A review by Bit9 of Android Apps in the Google Play market found over 100,000 that are "questionable" or "suspicious".

By , PC World |  Security, Android apps, Mobile Security

According to a new report from Bit9--a security vendor with a focus on defending against advanced persistent threats (APT)--there is a one in four chance that downloading an Android app from the official Google Play market could put you at risk. Bit9 analyzed 400,000 or so apps in Google Play, and found over 100,000 it considers to be on the shady side.

Does that mean that the sky is falling, and everyone with an Android smartphone or tablet should abandon it immediately? No. The research by Bit9 illustrates some issues with app development in general, and should raise awareness among mobile users to exercise some discretion when downloading and installing apps, but it's not a sign of any urgent crisis affecting Android apps.

The report from Bit9 isn't about apps that contain malware, or are even overtly malicious for that matter. Bit9 reviewed the permissions requested by the apps, and examined the security and privacy implications of granting those permissions. The reality is that many apps request permission to access sensitive content they have no actual need for.

Bit9 says that 72% of all Android apps in the Google Play market request access to at least one potentially risky permission. For example, 42% request access to GPS location data, 31% want access to phone number and phone call history, and 26% ask for permission to access personal information. Bit9 discovered 285 apps that use 25 or more system permissions.

In addition to analyzing the apps in Google Play, Bit9 also surveyed IT decision managers about the mobile usage and security policies in place. The survey found that 71% of organizations allow employee-owned devices to connect to the company network, and 96% of those allow employees to access company email from a personal mobile device.

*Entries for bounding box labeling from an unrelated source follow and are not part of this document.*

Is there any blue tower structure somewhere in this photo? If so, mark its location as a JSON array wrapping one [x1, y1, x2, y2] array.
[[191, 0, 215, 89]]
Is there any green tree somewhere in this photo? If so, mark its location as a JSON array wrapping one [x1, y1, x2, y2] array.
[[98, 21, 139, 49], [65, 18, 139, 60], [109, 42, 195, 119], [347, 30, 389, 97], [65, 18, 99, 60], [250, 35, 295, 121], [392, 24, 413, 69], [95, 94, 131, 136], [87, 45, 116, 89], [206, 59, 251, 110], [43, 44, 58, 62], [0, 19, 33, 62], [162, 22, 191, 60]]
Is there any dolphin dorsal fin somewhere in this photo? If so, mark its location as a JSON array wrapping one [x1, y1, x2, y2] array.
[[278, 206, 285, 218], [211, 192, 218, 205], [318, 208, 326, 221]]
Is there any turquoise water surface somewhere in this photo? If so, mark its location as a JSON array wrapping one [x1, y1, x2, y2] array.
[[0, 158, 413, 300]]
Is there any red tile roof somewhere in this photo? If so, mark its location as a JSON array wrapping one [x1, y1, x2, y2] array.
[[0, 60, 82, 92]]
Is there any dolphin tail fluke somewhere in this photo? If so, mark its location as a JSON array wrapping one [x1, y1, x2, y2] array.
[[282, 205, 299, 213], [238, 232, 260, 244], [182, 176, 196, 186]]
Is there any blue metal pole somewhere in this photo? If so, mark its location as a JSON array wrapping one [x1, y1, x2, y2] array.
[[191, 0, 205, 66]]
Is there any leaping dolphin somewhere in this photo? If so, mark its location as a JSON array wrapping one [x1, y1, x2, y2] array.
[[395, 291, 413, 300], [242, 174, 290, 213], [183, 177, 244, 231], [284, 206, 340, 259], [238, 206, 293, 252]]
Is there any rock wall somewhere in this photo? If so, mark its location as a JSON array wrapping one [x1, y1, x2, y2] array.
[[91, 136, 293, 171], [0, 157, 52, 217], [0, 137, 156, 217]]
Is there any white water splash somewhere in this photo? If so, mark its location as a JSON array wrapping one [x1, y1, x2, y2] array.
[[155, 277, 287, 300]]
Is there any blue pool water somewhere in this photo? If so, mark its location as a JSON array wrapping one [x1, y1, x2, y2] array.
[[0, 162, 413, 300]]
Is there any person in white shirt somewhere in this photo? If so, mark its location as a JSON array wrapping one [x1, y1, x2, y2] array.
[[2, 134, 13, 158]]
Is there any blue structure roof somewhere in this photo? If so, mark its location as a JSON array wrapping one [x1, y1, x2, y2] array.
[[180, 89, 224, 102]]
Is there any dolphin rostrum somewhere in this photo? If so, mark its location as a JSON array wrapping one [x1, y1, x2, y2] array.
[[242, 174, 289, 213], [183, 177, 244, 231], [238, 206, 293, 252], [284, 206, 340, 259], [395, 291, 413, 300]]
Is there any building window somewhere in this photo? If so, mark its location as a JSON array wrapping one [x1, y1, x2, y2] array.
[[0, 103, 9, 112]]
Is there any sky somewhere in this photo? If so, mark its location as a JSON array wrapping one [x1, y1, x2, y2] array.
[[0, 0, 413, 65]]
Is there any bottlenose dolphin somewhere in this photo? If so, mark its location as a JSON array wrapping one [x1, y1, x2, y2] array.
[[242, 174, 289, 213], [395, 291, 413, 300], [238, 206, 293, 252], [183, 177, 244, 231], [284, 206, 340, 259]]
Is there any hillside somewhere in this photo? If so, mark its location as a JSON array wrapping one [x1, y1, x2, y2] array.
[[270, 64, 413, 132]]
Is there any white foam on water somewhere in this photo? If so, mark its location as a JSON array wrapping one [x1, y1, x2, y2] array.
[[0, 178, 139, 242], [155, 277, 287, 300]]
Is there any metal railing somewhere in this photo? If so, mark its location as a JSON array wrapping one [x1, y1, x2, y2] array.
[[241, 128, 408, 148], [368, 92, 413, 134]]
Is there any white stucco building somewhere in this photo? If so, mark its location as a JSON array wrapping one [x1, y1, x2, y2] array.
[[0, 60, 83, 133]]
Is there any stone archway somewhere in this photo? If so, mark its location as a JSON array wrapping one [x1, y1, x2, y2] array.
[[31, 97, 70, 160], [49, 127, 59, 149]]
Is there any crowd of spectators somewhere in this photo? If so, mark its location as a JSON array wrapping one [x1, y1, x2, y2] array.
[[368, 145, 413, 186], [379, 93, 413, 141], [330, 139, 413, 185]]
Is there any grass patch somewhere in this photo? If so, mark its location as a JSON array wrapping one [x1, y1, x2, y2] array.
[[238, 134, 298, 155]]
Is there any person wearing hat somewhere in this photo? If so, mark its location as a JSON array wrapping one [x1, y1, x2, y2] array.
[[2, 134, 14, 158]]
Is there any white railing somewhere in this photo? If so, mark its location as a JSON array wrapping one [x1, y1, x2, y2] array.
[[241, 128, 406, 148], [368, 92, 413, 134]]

When you combine the two--the number of potentially risky apps, and the access companies grant personal mobile devices--it represents a security concern for organizations. When an employee allows an app to access sensitive information on a mobile device that is connected to the company network or email, it could expose customer, employee, or other company-owned data to the app.

Again, it's possible that all of the "offending" apps are legitimate, and that none of them pose any significant security risk. The issue is that apps with access to personal information and sensitive data have the potential to be a security risk--either intentionally or inadvertently--and many apps don't have a valid need for the access.